But that's not all: Marta is also a communist agent. But Mary's knowing friend, comedienne and radio "femme-cee" Pat Pilford, is on to the commie's game.
"Don't you see, Mary," Pat says, "it's not Marta that he loves, it's what she stands for, high art and all that crap. If it was sex he was after, he'd be hottailing it with some carhop with big bazooms, not some eggheaded pinko. Face it, girl, your enemy isn't pussy, it's Stanislavsky!"
With Pat as her sidekick, Mary wins back her husband and defends the star system in this Charles Busch spoof of such Red-baiting films as Red Menace and I Married a Communist. Busch, best known to Houston audiences for a long-running Stages hit, Vampire Lesbians from Sodom, has written a string of silly romps for his off-Broadway company, Theater-in-Limbo, including She-Bitch of Byzantium, Times Square Angel and Pardon My Inquisition and Psycho Beach Party. Busch continues to write and act, and was recently featured as part of New York's 25th anniversary commemoration of the Stonewall riot.
Busch often gives himself the central female role in his comedies, a role that he plays in drag. True to the author's intention, Main Street director Claire Hart-Palumbo has cast a man, Main Street veteran Joel Sandel, as Mary Dale. Sandel carries the role of Mary and the play on his beautiful white shoulders without a trace of a smirk or campiness. He lives up well to Frank Taggart's ironic lament, "You've got to understand, Marta. I was trained in light Broadway comedies. It was drummed into my head over and over: technique and timing equals talent."
Sandel displays both qualities, and therefore much talent, as the morally earnest Mary. When she despairs of losing Frank, she worries she's not an actress, just a glamorous personality. But when she's fighting mad and chewing out a coterie of communist method actors, she tells them what true professionalism is: learning your lines and not bumping into the furniture.
Sandel manages to whip this meringue of cliches into stiffness with sheer sincerity. He can make a Loretta Young turn with a flourish, swirling yards of taffeta without catching it on the scenery. His diction is precise, his gestures and head turns are emphatic and clear. He plays a woman with the clarity and emphasis of a Joan Crawford or a Bette Davis. He has theatrical style. When a Red-sympathizing director suggests that Mary might change her image by making a black-and-white picture without makeup, Sandel's flinch of awareness creates howls of laughter.
Unfortunately, the other cast members never quite make it to Sandel's level. Ann Candler, for one, is miscast as former vaudeville comedienne Pat Pilford. The script calls for an overweight, compulsively funny woman with a big mug who can't resist using it; Candler is young, slender and pretty. Put up against an utterly sincere, completely feminine -- but obviously male -- Mary Dale, she looks lost.
Celeste Cheramie fares a bit better as the seductive communist who lures Frank with promises of playing Blood Wedding and No Exit. She delivers a delicious comic rave as she tells the right-wing actresses what she thinks of their star system and its bourgeois love of individualism.

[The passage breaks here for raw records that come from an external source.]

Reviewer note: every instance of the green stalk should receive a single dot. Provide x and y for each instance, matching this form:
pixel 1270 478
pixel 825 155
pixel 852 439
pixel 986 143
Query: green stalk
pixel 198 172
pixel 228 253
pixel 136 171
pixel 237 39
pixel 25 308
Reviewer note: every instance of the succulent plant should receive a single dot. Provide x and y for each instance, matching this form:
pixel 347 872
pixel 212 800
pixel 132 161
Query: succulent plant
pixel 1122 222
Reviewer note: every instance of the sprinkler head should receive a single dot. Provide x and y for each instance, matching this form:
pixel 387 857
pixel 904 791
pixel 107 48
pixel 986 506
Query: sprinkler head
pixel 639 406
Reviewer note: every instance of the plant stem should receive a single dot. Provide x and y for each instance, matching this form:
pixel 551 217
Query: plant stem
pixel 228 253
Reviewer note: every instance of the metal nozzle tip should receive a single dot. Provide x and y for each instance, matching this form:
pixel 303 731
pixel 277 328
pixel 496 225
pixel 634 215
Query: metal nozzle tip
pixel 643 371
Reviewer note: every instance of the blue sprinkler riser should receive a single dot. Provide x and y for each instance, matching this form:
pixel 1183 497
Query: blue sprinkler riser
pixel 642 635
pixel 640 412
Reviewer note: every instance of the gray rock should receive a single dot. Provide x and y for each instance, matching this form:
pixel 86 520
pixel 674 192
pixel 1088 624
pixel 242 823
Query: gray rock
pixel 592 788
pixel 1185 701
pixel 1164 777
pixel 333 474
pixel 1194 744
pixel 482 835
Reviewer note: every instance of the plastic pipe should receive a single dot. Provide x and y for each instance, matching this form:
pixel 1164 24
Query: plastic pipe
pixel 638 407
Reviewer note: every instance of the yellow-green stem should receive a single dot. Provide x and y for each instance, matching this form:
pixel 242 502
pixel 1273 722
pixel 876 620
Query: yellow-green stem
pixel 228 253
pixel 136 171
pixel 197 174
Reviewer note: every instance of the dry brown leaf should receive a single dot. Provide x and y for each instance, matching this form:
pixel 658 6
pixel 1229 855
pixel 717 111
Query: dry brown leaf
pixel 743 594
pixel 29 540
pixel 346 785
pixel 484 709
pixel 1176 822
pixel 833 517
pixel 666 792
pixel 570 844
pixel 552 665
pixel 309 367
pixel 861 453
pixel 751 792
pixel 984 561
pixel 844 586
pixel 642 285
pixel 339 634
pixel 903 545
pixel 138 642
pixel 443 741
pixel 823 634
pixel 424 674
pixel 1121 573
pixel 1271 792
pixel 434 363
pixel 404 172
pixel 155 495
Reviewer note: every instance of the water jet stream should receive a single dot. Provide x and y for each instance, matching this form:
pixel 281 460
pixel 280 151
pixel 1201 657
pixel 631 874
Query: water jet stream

David Harlan does a nice turn as Malcolm, Mary's butler and homosexual hairdresser who has been drawn into the communist school of method acting by its promise of sexual freedom, only to discover that the Reds want sexual freedom exclusively for heterosexuals.
Rebecca Greene Udden has made some delightful '50s gowns for Sandel, who changes often, as a star should. But, accessorize, dear, accessorize. (And shouldn't Mary Dale, who has long, beautifully shaped fingernails, be wearing red nail polish? Or is that color too leftish?)
Director Claire Hart-Palumbo has cut a few of the script's raunchier lines, presumably in deference to the milder sensibilities of the local audience. But her real problem is pulling the style of the production together. She can't count on a pool of actors who have traditional stage training in speaking and moving, the kind of training actors used to have in the era that Red Scare spoofs. So occasionally, the production is undercut by moments of sloppiness. Which simply proves the only chestnut about acting that Busch leaves out of this delightful spoof: "Dying is easy, comedy is hard.